I recently learned two lessons the hard way.
First, the State of California means it when it requires car owners to attach two license plates to a car -- one on the back and one on the front. Arguments that a front license plate would interfere with the whole design aesthetic of your car's front end, or that there's an unwritten exception in the vehicle code for sleek sports cars, or that drilling the necessary holes for a front license plate would void your car's warranty, or that a front license plate would increase your car's coefficient of drag and thereby cause it to waste precious gallons of gasoline, or that front license plates are a drag period, fall on deaf ears when directed to representatives of the Los Angeles International Airport's parking authority.
Second, even if you think a $35 ticket for not having a front license plate is an affront to your dignity and your sense of style (not to mention your sense of justice), and even if you've just re-read Thoreau's "Resistance to Civil Government" and have civil disobedience throbbing and coursing through your veins, you really should just pay the fine and be done with it. Tearing the ticket into tiny pieces and then tossing them out your car window as you do donuts in the parking lot in front of the LAX parking authority's central adminstration building may seem like a good idea at the time, but spending a weekend on trash patrol alongside one of our major interstate highways during a record-breaking heatwave quickly transforms those momentary pleasures into haunting memories you'd rather banish forever.
Anyways, now I'm tanned, tired and ready to resume my blogging duties, a little older and a lot wiser.
P.S. I hope you enjoyed the steaming pile of prose my grandfather deposited on the blog during my absence.

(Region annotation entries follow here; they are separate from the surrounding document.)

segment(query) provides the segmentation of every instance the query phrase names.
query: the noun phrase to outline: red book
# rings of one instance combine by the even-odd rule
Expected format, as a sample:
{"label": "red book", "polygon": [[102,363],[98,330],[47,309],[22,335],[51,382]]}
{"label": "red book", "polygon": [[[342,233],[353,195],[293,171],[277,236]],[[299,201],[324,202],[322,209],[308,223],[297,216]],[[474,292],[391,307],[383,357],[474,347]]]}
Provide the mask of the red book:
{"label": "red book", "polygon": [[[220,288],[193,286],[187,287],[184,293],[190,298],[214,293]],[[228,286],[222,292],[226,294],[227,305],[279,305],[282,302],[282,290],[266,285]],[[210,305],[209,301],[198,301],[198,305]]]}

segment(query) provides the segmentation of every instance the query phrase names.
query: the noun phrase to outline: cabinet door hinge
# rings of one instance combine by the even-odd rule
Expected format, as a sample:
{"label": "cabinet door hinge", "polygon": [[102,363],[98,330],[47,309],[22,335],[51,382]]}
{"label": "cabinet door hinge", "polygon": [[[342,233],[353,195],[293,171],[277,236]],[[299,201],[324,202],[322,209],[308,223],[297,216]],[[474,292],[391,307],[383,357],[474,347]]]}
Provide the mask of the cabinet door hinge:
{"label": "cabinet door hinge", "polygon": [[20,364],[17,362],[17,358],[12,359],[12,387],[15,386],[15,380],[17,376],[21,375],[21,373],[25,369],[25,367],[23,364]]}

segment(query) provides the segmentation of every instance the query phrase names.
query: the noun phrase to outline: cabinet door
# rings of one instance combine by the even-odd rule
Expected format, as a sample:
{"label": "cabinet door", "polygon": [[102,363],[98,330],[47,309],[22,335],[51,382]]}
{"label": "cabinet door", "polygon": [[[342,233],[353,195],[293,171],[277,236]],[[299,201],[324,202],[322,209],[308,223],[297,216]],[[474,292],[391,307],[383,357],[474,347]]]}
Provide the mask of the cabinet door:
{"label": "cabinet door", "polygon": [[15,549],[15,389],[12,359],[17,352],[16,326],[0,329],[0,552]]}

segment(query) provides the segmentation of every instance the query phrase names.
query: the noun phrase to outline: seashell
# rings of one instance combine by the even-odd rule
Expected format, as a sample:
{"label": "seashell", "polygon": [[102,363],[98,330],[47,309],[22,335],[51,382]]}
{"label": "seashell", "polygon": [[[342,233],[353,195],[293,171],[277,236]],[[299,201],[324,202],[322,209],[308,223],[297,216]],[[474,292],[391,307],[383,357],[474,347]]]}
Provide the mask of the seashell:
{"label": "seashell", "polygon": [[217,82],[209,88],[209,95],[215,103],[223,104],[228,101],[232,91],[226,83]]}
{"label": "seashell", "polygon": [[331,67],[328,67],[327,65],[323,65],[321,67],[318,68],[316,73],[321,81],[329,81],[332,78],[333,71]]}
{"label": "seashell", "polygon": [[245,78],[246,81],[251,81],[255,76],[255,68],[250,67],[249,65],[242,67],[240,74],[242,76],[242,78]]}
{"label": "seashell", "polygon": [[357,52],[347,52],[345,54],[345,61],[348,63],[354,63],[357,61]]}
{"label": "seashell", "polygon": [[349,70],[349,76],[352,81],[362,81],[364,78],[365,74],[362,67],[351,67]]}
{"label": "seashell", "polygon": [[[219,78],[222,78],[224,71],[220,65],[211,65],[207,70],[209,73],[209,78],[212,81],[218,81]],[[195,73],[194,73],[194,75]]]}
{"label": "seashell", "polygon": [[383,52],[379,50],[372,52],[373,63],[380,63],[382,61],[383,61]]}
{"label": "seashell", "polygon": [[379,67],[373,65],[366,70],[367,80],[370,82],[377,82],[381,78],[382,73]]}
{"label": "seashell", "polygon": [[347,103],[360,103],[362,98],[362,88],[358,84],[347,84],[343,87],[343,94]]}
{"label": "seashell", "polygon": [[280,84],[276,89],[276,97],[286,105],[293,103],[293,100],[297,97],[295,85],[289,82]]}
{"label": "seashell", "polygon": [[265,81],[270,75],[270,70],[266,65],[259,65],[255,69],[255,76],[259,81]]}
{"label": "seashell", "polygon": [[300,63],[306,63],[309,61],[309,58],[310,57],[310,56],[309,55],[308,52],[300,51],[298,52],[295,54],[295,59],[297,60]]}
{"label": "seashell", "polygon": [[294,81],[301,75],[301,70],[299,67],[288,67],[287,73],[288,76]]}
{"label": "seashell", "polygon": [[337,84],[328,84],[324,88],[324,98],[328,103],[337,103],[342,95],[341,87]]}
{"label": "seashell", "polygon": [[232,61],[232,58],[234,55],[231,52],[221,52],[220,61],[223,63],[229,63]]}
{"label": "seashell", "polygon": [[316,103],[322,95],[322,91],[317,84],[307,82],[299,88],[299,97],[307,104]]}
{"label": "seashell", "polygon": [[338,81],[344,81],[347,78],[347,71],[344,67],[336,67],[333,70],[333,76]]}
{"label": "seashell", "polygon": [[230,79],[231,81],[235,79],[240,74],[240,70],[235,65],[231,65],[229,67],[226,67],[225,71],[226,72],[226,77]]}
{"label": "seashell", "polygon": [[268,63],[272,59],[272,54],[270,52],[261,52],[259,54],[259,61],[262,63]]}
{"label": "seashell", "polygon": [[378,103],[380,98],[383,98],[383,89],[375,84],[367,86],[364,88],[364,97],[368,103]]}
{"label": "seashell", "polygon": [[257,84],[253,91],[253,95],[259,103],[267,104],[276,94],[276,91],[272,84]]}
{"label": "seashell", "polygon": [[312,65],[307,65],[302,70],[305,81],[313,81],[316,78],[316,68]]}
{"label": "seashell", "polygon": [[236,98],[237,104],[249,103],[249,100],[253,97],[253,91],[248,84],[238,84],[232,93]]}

My grandfather has requested that his blog buddies (you apparently know who you are) correspond with him as follows: (1) send an email to "elderouterlife" at "yahoo" dot "com", (2) I'll retrieve the email, print it out, stick it in an envelope, find out from his traveling secretary which residence he is currently occupying, write that address on the front and affix postage stamps representing the proper postage in the upper right-hand corner, and drop the whole thing in a mailbox, (3) gramps will, if he is sufficiently moved by your entreaty, dictate a response to his secretary, who will then type said response, give it to him for proofreading, retype it and then insert it into an envelope, write my address on the front and affix proper postage in the proper place and mail it, and (4) I will then scan the response into a text file, quickly read the response against the text file to ensure its accuracy, copy the text file into a reply email at the elderouterlife account and hit the "send" button. Gramps requests that you then print his response on bond paper with at least a 25% cotton content (please, no recycled paper) in order to ensure the proper reading experience. The whole process should take no more than 6-8 weeks.